In a recent talk about her findings, Potter, associate professor of ethnic studies at the University of Colorado Boulder, sought to tell the story she says the national media missed.
She explored implications of race and gender in issues surrounding the killing of Brown and brought her ethnographic analysis to life with colorful stories of experiences with individuals she met, demonstrations she witnessed and dramatic encounters with rioters and riot-police.
Potter began by showing an innocent picture of Michael Brown shown on a projector, “one you don’t often see in the media.”
She describes America as a failed attempt at a post-racial society, in which people think equality has been achieved. Black children, she contends, are still stuck in a “school-to-prison pipeline.”
“The signs are taken down, but the symbolism is still there,” she says, referring to Jim Crow era “whites only” signs on public and private facilities.
Potter also describes a legal system in which black people are overrepresented, in which the entire legal process has exhibited bias towards black people, yet is falsely represented as race-neutral.

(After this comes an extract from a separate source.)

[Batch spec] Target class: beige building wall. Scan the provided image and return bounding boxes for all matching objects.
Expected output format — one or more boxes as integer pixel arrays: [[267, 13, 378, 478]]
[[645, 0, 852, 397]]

Her experiences in Ferguson solidify these ideas. From following the news and meeting people in Ferguson, Potter identified two competing narratives: A widely circulated “white narrative” sees the crime as a non-racial event, as an isolated incident, as a justified use of force by the police officer against a violent criminal. A “black narrative” challenges all of these viewpoints, but is much less visible in mainstream media.
As a self-described activist scholar, Potter visited Ferguson to pursue knowledge and also to help spread the message of the town’s black people.
“It’s not about giving them a voice, it’s about them having a megaphone,” Potter told the diverse crowd gathered in the lecture hall and to those tuning in via live stream. “It’s about them having another platform where they can express what they are feeling.”
A reason they need this platform, according to Potter, is that news agencies offer 24-hour coverage of rioting and further the perceptions of black people as criminals and thugs, but give much less attention to non-violent reactions from the black community.
“The people who are being missed in this whole story are the people who have been on the ground since day one,” Potter argues.
With scholars from across the country, she joined a collaborative research group organized by University of California Santa Barbara researcher Victor Rios. Potter chose to focus her own research on the women of Ferguson.
Potter identified two competing narratives: A widely circulated ‘white narrative’ sees the crime as a non-racial event, as an isolated incident, as a justified use of force by the police officer against a violent criminal. A ‘black narrative’ challenges all of these viewpoints, but is much less visible in mainstream media.
During four trips starting in late October, she met many protesters, including two young black women who quit their “dead-end” jobs to spend more time protesting. One even decided to make activism her career and is now working to start a non-profit agency to benefit the black community.
Potter befriended community business people, like Cathy and Jerome Jenkins, who own Cathy’s Kitchen—a frequent meeting spot for protesters and the research team. Potter, with the help of others, would later end up defending that very same restaurant when looting began in November, facing down some angry agitators who threatened to break through the glass windows.
This wasn’t her first exposure to looting and rioting. Potter went to Louisiana following Hurricane Katrina to carry out similar research on racial implications of crime and violence. The difference was that people in New Orleans were looting to survive, while those in Ferugson were resorting to violence largely as a misguided outlet for their frustrations.
She witnessed the infamous moment when Michael Brown’s stepfather urged protesters to “burn this bitch down” following the announcement of a grand jury’s decision not to bring charges against Officer Darren Wilson.
While observing the chaos, Potter found herself surrounded by a cloud of tear gas. The disoriented scholar was rescued by an older woman who had come prepared with a “protest kit” of useful supplies.
Such unexpected moments of care and compassion occurred in each visit to Ferguson. She was shocked that a people who were “essentially at war” could find time to look after a complete outsider.
Her research also took her to the house of an activist couple that was being used as a community headquarters for young protesters. This house reminded her of people in the 1960s so devoted to the fight for equality that they lived together.
Potter paints a picture of not merely another moment of protest (like in the wake of Trayvon Martin’s death or Rodney King’s beating), but a movement akin to the call for equality and civil rights that swept the nation in the 1960s.
Summarizing the protesters’ message, Potter concluded: “We interrupt this program. We interrupt your regular broadcast of white privilege. This is not a test, but your white privilege will be tested. We’re sorry, but we’re unable to return you to your regular programming. You can’t stop the revolution.”
Robert Stein is a CU-Boulder senior majoring in English and an intern for Colorado Arts & Sciences Magazine.